Dempsey wants more male teachers
Mr Dempsey is to establish a special working group to resolve the problem, as statistics show 90% of those entering teacher training colleges are women. Their job will be to examine the gender imbalance in modern teaching and come up with ways of redressing the inequalities.
The move comes as a report published this week recommends the image of the profession must be improved to help meet the shortages of 1,000 staff in the country’s primary schools. The study was conducted by the Organisation for Economic Co-Operation and Development (OECD).
There are around 23,000 full and part-time teachers in the country’s 3,300 primary schools but increased emphasis on special needs education and efforts to reduce class sizes have compounded shortages.
“The current shortage may put a brake on the recommendations of a review body to extend the primary teacher education course to four years,” says the report, written by Professor John Coolahan of National University of Ireland, Maynooth.
It also refers to the imbalance in the nature of recruitment between men and women candidates, with nine women entering the profession for every man.
“Research indicates that complex causes are involved here, but it would seem that the image of primary teaching is one of involving ‘women’s work’. The very long 25-year incremental salary scale is also regarded by some commentators as inimical to the image, particularly for males,” the report says.
The Irish National Teachers Organisation welcomed the establishment of the working group by the Department of Education as women outnumber men by almost four-to-one in schools but trends in education colleges indicate the situation is going to get far worse.
“This could have implications in schools for how pupils perceive the role of the teacher. There is a strong need for more men on the teaching staff in order to provide positive male role models, we really want the staff mix to reflect society as a whole,” said INTO general secretary John Carr.
Mr Carr also called on the Department of Education to examine the length of the salary scale, which is common to primary and second-level teachers.
However, reports from an online primary teacher training college set to take in hundreds of entrants next month are encouraging.
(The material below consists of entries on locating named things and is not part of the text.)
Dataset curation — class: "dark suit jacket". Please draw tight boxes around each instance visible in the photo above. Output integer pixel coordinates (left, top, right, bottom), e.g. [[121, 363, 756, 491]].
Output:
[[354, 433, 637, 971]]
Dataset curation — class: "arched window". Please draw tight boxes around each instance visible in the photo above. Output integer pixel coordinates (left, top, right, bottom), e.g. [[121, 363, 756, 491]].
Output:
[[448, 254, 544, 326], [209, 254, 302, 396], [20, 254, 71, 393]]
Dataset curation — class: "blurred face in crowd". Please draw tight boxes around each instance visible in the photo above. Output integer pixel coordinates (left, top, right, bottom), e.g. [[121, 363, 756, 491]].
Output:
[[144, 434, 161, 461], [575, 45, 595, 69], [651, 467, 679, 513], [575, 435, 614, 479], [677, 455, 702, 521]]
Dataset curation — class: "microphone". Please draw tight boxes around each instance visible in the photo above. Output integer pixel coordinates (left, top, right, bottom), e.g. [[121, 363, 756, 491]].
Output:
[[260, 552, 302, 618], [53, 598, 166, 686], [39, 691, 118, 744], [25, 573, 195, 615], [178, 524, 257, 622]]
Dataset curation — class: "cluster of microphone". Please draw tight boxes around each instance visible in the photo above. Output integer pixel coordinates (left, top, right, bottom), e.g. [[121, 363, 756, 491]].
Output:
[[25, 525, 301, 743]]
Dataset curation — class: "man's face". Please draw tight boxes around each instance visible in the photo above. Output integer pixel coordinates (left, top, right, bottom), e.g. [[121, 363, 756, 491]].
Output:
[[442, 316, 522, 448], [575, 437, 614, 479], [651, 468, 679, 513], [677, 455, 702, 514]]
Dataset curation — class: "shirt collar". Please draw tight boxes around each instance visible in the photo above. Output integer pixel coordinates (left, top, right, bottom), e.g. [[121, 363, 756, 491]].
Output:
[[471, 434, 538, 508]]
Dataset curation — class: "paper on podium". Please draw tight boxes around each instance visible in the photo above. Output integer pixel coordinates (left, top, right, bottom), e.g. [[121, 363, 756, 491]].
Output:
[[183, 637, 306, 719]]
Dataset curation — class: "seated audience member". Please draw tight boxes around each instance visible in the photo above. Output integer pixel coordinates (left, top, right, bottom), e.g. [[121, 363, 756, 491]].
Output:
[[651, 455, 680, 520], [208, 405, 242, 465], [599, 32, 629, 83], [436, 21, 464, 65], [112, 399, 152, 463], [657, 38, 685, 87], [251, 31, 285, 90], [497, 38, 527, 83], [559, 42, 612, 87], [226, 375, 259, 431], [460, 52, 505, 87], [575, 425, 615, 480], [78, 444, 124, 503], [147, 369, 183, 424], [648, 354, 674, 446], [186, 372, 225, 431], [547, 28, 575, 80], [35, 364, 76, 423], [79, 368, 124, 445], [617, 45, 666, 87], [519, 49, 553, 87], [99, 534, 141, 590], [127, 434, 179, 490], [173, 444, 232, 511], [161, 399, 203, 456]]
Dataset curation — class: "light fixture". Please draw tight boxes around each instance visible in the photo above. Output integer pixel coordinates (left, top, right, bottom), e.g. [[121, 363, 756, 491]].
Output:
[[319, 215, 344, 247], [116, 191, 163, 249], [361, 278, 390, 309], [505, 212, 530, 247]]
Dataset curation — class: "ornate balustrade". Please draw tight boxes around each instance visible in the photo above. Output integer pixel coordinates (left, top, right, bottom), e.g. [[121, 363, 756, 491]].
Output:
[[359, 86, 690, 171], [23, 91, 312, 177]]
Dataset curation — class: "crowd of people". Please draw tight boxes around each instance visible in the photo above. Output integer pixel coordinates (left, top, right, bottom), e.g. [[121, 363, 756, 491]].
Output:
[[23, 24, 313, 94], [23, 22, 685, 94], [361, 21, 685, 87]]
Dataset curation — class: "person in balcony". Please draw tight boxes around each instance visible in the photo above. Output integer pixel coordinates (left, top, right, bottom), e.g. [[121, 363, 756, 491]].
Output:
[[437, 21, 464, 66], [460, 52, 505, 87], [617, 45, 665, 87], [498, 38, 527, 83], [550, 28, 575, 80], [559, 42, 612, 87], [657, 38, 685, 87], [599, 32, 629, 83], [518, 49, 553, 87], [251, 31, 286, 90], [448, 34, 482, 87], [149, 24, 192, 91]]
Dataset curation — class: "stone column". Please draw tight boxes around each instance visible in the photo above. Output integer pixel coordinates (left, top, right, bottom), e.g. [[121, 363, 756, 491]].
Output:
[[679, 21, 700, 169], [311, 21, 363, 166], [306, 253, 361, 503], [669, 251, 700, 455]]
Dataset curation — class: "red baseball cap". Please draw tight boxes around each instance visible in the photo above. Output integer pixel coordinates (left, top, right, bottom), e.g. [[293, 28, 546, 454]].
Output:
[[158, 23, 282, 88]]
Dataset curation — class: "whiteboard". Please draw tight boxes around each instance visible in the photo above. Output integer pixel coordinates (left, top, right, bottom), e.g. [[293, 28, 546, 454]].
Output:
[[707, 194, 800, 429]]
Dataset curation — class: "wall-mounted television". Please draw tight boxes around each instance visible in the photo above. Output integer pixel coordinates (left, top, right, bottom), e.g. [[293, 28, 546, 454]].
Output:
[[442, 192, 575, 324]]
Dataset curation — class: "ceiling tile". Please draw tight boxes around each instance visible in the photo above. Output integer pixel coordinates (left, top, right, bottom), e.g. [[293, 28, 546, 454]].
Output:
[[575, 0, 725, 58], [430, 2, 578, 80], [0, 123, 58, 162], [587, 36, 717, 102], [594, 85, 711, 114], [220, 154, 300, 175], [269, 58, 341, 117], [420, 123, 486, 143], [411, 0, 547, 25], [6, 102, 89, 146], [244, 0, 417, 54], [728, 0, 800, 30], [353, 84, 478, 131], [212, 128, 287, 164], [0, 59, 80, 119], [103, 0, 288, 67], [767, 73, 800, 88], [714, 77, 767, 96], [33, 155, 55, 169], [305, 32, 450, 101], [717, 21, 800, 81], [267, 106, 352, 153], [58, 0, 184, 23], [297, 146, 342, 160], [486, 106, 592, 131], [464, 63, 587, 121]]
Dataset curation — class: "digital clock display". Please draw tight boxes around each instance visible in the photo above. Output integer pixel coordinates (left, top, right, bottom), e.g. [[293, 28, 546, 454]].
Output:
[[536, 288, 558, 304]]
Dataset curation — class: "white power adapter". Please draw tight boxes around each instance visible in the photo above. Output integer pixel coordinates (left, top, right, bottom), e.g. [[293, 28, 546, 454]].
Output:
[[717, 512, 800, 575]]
Hibernia College received approval from Mr Dempsey last month to set up the modular course, which will ease pressure on the overcrowded colleges of education.
“The applicants are mostly women, but there is a broad mix of people who are already teaching but do not have a primary qualification and others working in other disciplines who always considered teaching as a career,” said a college spokesperson.
The Government has made almost 2,000 places available on postgraduate primary teaching courses at the country’s colleges of education in the last five years. However, no decision has been made yet whether to approve extra places for these courses next year.